Apache Airflow – connecting to AWS S3 error

Question:

I’m trying to get S3 hook in Apache Airflow using the Connection object.

It looks like this:

class S3ConnectionHandler:
    def __init__():
        # values are read from configuration class, which loads from env. variables
        self._s3 = Connection(
            conn_type="s3",
            conn_id=config.AWS_CONN_ID,
            login=config.AWS_ACCESS_KEY_ID,
            password=config.AWS_SECRET_ACCESS_KEY,
            extra=json.dumps({"region_name": config.AWS_DEFAULT_REGION}),
        )

    @property
    def s3(self) -> Connection:
        return get_live_connection(self.logger, self._s3)

    @property
    def s3_hook(self) -> S3Hook:
        return self.s3.get_hook()

I get an error:

Broken DAG: [...] Traceback (most recent call last):
  File "/home/airflow/.local/lib/python3.8/site-packages/airflow/models/connection.py", line 282, in get_hook
    return hook_class(**{conn_id_param: self.conn_id})
  File "/home/airflow/.local/lib/python3.8/site-packages/airflow/providers/amazon/aws/hooks/base_aws.py", line 354, in __init__
    raise AirflowException('Either client_type or resource_type must be provided.')
airflow.exceptions.AirflowException: Either client_type or resource_type must be provided.

Why does this happen? From what I understand the S3Hook calls the constructor from the parent class, AwsHook, and passes the client_type as "s3" string. How can I fix this?

I took this configuration for hook from here.

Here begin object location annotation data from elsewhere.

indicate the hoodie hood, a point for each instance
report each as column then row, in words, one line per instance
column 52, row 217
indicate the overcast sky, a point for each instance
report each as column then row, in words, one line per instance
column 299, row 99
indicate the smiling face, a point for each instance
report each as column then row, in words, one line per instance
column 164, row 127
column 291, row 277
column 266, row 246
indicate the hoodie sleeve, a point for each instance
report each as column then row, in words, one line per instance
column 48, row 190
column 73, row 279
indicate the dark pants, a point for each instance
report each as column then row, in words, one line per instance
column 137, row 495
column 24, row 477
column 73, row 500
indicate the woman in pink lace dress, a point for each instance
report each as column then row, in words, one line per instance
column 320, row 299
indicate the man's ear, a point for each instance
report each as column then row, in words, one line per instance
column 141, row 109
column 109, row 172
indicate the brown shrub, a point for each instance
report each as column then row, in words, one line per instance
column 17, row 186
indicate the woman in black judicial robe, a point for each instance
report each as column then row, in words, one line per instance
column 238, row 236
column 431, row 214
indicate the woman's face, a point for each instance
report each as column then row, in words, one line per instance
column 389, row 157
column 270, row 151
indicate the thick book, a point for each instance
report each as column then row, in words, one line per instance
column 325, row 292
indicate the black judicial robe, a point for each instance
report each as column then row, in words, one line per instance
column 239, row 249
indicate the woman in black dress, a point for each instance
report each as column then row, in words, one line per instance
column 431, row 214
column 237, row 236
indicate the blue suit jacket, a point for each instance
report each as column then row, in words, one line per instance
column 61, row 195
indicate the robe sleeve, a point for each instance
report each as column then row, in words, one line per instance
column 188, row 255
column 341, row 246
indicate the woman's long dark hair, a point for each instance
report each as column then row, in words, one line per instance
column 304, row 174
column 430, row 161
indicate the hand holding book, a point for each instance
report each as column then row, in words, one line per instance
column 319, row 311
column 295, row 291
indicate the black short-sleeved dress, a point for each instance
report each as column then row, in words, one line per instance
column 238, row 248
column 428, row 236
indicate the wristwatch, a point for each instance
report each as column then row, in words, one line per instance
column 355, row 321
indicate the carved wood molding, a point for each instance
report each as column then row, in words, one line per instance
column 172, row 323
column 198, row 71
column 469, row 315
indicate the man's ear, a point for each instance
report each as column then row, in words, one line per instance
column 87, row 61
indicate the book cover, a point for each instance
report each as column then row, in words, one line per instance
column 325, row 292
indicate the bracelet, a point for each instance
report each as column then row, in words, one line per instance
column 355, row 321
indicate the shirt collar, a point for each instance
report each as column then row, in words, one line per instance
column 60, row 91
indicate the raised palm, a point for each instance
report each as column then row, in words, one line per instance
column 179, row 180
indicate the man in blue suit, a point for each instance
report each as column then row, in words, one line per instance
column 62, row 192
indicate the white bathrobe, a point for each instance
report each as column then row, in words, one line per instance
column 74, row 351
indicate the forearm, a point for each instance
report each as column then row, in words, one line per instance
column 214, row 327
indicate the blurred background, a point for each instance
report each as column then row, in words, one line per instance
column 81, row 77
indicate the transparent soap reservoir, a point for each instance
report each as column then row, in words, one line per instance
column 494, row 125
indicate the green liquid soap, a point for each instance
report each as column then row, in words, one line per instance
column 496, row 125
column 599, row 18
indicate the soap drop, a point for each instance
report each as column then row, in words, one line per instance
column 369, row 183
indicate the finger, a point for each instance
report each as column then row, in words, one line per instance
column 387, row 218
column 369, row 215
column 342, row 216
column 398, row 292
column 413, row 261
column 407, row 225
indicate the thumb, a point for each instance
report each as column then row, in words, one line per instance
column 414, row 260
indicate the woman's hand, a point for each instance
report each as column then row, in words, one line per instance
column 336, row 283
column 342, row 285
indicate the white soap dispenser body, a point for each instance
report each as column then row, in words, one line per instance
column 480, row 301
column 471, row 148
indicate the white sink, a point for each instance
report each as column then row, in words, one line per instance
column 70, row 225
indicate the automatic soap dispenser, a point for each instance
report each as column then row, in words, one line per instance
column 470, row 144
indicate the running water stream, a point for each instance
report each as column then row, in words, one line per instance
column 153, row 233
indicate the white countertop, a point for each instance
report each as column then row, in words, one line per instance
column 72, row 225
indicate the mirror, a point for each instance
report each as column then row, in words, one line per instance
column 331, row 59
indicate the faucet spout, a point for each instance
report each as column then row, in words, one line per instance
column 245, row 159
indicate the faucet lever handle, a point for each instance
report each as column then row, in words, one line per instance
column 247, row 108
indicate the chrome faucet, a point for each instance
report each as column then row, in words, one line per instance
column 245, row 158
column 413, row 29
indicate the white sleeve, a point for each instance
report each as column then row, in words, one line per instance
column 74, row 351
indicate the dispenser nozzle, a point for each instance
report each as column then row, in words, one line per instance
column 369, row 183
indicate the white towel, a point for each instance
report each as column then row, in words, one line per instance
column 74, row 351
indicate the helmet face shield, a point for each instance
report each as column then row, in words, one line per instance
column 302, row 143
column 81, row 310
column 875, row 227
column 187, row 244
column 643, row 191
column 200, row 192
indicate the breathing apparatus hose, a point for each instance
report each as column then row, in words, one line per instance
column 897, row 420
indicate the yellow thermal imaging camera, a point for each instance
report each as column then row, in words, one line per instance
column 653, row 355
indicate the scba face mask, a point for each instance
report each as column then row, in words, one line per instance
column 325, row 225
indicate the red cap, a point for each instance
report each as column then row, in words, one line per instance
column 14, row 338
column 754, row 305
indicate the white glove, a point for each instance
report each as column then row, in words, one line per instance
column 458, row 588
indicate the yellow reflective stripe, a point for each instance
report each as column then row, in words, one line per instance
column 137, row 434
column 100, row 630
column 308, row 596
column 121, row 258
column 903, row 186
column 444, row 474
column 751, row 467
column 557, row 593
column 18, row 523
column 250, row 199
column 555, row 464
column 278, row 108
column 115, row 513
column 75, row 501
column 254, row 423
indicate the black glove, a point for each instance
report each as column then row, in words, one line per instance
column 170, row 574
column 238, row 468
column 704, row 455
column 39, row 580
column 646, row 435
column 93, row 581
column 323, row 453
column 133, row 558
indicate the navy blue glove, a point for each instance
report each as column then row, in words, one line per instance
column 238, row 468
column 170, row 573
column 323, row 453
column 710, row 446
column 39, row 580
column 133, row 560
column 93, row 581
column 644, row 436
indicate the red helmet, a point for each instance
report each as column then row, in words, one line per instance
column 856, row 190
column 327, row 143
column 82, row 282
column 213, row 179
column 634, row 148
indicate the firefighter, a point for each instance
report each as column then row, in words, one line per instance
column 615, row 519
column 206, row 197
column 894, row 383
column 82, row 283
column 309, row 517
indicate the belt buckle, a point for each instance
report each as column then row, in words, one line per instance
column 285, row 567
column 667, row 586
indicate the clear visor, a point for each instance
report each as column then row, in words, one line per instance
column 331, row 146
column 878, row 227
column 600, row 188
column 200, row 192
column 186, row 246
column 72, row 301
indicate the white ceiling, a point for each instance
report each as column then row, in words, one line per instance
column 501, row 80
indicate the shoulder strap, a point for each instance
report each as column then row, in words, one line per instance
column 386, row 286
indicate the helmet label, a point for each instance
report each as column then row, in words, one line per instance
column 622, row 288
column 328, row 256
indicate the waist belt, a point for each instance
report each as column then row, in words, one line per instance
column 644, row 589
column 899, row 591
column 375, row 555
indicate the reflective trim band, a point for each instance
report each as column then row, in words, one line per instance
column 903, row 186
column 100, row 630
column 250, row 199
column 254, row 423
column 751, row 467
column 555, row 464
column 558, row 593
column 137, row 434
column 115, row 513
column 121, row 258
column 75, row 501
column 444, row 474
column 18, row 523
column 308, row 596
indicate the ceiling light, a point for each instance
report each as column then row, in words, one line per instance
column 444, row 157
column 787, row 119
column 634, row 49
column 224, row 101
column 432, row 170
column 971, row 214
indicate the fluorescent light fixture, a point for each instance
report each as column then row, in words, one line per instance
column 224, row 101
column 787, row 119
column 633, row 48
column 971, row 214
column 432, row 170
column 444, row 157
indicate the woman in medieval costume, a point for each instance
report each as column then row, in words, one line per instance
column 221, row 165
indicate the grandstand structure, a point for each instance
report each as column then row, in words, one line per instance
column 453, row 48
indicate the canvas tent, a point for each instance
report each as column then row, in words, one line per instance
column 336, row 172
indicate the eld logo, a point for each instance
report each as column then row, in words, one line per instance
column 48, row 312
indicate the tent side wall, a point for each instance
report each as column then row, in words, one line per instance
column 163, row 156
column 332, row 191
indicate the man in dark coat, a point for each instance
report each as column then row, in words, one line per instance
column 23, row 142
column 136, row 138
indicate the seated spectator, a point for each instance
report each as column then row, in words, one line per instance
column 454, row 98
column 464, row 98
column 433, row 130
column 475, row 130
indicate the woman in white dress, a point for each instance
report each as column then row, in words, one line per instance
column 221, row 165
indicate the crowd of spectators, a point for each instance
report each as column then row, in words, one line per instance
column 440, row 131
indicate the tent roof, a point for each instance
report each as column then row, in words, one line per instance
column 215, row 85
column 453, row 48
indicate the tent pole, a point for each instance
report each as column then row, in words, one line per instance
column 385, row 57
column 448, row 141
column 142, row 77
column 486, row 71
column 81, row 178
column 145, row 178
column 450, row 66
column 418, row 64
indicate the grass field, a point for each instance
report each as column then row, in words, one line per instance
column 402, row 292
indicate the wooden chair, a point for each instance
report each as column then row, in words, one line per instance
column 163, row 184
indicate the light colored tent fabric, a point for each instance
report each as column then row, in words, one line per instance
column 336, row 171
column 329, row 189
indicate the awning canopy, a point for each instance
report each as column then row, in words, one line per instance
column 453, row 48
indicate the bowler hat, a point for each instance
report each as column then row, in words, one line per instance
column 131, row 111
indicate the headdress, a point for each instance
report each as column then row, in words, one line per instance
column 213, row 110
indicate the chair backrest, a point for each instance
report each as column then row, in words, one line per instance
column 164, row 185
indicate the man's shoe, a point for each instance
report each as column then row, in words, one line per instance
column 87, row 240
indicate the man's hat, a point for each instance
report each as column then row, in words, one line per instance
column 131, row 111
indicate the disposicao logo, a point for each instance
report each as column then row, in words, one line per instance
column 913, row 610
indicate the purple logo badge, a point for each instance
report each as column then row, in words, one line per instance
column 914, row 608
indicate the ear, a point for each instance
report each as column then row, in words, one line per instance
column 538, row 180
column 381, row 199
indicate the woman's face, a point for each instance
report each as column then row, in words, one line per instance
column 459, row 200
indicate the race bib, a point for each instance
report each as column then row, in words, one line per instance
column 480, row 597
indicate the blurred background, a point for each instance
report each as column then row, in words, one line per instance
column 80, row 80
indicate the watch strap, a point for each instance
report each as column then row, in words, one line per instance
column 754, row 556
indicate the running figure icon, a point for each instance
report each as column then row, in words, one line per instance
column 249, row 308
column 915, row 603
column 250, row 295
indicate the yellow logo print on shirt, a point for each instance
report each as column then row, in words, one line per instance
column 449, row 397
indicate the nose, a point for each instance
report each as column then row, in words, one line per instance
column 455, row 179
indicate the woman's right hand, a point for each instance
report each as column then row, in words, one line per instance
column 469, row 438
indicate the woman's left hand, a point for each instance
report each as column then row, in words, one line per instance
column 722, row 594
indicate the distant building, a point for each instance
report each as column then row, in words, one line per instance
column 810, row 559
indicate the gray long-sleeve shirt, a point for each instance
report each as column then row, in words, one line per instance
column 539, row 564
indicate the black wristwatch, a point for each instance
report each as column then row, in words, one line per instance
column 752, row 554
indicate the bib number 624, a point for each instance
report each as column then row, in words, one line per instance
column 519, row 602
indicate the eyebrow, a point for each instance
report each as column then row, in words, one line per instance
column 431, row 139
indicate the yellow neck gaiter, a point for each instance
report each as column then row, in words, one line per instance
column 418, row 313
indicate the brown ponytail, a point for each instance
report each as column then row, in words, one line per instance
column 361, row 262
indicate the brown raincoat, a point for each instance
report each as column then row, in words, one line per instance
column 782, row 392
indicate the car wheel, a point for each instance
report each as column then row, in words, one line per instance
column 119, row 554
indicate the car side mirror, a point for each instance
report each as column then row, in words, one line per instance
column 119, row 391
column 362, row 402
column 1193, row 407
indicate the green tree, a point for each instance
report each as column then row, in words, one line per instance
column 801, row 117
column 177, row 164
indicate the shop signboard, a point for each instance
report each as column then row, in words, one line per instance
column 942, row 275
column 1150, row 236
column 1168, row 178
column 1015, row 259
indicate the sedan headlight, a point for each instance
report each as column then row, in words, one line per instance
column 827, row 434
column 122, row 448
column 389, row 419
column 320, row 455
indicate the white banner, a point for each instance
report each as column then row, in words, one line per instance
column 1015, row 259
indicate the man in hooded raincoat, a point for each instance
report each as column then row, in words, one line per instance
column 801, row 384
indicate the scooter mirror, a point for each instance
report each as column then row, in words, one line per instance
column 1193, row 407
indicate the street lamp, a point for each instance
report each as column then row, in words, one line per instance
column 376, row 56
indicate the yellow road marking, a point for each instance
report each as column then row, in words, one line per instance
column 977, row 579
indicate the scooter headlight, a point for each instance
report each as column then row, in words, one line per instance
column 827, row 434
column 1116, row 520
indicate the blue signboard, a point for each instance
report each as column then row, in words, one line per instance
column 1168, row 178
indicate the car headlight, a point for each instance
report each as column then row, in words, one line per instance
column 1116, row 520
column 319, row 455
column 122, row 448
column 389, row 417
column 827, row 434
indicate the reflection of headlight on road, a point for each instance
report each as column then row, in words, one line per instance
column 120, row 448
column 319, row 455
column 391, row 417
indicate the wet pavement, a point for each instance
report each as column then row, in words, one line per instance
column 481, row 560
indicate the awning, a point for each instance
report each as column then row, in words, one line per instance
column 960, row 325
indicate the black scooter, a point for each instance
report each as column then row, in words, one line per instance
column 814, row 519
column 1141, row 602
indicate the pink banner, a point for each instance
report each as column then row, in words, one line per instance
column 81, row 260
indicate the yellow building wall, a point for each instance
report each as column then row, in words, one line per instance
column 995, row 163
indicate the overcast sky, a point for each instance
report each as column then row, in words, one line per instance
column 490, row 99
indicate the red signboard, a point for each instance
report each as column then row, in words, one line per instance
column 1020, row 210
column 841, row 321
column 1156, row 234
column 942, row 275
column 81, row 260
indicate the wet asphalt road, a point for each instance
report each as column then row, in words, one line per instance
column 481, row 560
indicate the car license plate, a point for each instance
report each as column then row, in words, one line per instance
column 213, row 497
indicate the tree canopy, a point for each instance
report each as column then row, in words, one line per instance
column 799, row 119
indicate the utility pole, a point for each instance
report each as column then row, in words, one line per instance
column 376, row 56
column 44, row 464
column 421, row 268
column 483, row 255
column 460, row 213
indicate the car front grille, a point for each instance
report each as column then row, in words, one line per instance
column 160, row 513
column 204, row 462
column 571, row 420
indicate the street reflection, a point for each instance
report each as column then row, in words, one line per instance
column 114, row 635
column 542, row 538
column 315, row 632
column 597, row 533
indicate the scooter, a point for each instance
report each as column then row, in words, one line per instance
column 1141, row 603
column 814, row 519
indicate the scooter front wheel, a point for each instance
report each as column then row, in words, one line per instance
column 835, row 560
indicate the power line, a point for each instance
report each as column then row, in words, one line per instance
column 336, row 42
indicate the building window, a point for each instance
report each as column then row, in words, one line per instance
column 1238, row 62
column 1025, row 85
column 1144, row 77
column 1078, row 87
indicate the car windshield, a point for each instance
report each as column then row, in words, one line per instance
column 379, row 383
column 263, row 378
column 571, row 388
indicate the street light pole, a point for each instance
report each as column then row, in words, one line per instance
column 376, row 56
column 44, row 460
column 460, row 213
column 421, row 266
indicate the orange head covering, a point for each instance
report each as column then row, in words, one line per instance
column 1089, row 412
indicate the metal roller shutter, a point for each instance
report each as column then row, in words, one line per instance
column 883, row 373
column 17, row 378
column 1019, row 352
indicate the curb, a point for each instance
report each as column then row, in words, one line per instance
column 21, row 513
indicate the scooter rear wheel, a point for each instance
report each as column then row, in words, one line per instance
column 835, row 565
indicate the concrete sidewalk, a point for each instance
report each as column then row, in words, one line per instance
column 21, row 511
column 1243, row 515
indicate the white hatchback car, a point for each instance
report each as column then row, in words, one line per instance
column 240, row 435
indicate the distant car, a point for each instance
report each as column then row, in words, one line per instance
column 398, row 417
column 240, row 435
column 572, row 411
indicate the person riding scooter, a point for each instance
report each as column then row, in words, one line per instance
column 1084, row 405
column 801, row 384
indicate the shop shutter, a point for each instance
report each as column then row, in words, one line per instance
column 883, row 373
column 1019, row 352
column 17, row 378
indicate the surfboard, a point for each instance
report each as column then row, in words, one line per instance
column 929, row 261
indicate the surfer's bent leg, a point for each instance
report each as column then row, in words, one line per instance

EDIT: I even get the same error when directly creating the S3 hook:

    @property
    def s3_hook(self) -> S3Hook:
        #return self.s3.get_hook()
        return S3Hook(
            aws_conn_id=config.AWS_CONN_ID,
            region_name=self.config.AWS_DEFAULT_REGION,
            client_type="s3",
            config={"aws_access_key_id": self.config.AWS_ACCESS_KEY_ID, "aws_secret_access_key": self.config.AWS_SECRET_ACCESS_KEY}
        )
``
Asked By: qalis

||

Answers:

First of all , I suggest that you create a S3 connection , for this you must go the path Admin >> Connections

S3 connection

After that and assuming that you want to load a file into S3 Bucket, you can code :

def load_csv_S3(): 
    
    # Send to S3
    
    hook = S3Hook(aws_conn_id="s3_conn")
    hook.load_file(
        filename='/write_your_path_file/filename.csv',
        key='filename.csv',
        bucket_name="BUCKET_NAME",
        replace=True,
    )

Finally, you can check all the functions of S3Hook HERE

Answered By: Alexbonella

No other answers worked, I couldn’t get around this. I ended up using boto3 library directly, which also gave me more low-level flexibility that Airflow hooks lacked.

Answered By: qalis

If youre using Airflow 2
please refer to the new documentation – it can be kind of tricky as most of the google searches redirect you to the old ones.

In my case I was using the AwsHook and had to switch to AwsBaseHook as it seems to be the only and correct one for version 2. I’ve had to switch the import path as well, now aws stuff isnt on contrib anymore its under providers

And as you can see on the new documentation you can pass either client_type ou resource_type as a AwsBaseHook parameter, depending on the one you want to use. Once you do that your problem should be solved

What has worked for me, in case it helps someone, in my answer to a similar post: https://stackoverflow.com/a/73652781/4187360

Answered By: babis21